Illinois, like any other state, has its own set of factors that contribute to how a court will decide assets should be divided when a couple divorces. As an “equitable division” state, the court follows certain guidelines for dividing assets when a couple is unable to reach an acceptable asset division arrangement. It is important to note that “equitable” does not necessarily mean that the division will be equal — it means that the court will consider various factors and determine what it believes is fair.
The court will consider the contribution of each partner to the home and to the acquisition and keeping of assets within the home, as well as each party’s role in diminishing property owned within the marriage (or outside of it). The court will also consider the value of property being assigned to each spouse, and the economic standing of each spouse when the asset division would take effect. This includes weighing which spouse should keep a marital home, especially if that spouse is to have primary custody of the marriage’s children.

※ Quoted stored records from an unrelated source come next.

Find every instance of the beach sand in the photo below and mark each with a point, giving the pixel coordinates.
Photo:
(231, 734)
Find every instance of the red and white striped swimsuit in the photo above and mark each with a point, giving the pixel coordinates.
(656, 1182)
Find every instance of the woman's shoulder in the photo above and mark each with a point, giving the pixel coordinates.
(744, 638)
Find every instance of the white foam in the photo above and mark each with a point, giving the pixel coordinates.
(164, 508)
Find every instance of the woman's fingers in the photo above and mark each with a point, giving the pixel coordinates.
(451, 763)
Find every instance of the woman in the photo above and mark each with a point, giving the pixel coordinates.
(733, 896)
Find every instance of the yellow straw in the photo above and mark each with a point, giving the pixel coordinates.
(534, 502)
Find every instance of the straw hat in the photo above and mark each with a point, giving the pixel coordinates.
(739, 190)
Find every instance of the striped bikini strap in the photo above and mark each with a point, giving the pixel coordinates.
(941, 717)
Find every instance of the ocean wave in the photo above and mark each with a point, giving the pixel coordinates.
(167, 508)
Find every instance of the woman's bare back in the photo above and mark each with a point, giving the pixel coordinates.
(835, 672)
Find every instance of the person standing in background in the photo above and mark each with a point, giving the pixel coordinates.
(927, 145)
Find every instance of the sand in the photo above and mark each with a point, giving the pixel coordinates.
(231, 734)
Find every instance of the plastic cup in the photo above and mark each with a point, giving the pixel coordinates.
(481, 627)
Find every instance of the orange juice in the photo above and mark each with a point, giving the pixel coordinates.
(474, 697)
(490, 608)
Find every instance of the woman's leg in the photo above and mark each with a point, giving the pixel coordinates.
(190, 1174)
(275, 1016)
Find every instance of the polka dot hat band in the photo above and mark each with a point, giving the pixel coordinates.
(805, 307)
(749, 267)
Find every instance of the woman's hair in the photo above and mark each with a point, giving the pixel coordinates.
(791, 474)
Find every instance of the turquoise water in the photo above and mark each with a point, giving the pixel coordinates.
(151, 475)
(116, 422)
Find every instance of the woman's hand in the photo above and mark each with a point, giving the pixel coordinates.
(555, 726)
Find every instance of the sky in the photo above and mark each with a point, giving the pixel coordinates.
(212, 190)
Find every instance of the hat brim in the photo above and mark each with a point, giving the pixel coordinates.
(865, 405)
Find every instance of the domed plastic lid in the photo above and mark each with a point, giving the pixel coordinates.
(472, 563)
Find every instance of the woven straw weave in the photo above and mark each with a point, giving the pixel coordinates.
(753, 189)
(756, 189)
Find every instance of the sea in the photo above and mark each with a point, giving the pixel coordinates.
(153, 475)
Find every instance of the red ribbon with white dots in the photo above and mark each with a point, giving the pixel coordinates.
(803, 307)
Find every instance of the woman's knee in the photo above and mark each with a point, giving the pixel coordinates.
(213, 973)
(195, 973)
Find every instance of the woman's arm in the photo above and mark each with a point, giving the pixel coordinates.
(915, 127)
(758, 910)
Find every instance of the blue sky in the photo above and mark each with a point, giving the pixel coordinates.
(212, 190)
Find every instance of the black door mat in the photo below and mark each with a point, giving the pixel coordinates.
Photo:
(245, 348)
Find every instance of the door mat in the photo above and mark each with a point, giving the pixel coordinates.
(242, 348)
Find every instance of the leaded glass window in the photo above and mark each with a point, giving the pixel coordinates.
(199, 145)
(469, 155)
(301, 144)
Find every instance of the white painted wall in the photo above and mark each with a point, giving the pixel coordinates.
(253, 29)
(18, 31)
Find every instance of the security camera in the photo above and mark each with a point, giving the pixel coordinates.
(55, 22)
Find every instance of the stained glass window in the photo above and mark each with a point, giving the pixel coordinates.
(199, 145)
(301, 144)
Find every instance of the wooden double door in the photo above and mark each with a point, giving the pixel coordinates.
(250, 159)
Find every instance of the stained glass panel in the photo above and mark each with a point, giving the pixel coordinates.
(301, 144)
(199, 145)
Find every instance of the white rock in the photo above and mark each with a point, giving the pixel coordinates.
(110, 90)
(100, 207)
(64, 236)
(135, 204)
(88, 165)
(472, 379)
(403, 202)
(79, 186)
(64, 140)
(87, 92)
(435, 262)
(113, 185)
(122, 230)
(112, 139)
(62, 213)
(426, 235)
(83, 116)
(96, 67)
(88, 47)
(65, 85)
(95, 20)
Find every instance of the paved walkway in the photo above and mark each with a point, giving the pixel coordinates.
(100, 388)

The courts will also consider the length of time the marriage lasted, as well as the age and health of the spouses, and any other factors that may affect income and expenses. The court will also give consideration to the ability of each spouse to gain income or assets in the future.
In addition, the courts will take into account whether or not either party has standing obligation from any previous marriage, and will likely seek to honor any prenuptial agreement that the couple has established. If there are any children in the marriage, the expenses related to the responsible keeping of the children will be taken into consideration.
Clearly, there are many things that a court may use to determine what it deems “fair” when deciding how a couple should divide its assets. This can be a complex process, with many opportunities for things to become unnecessarily costly. The guidance of an experienced lawyer can ensure that your divorce is accomplished fairly, while helping you to avoid setbacks and pitfalls on the way to starting your new life.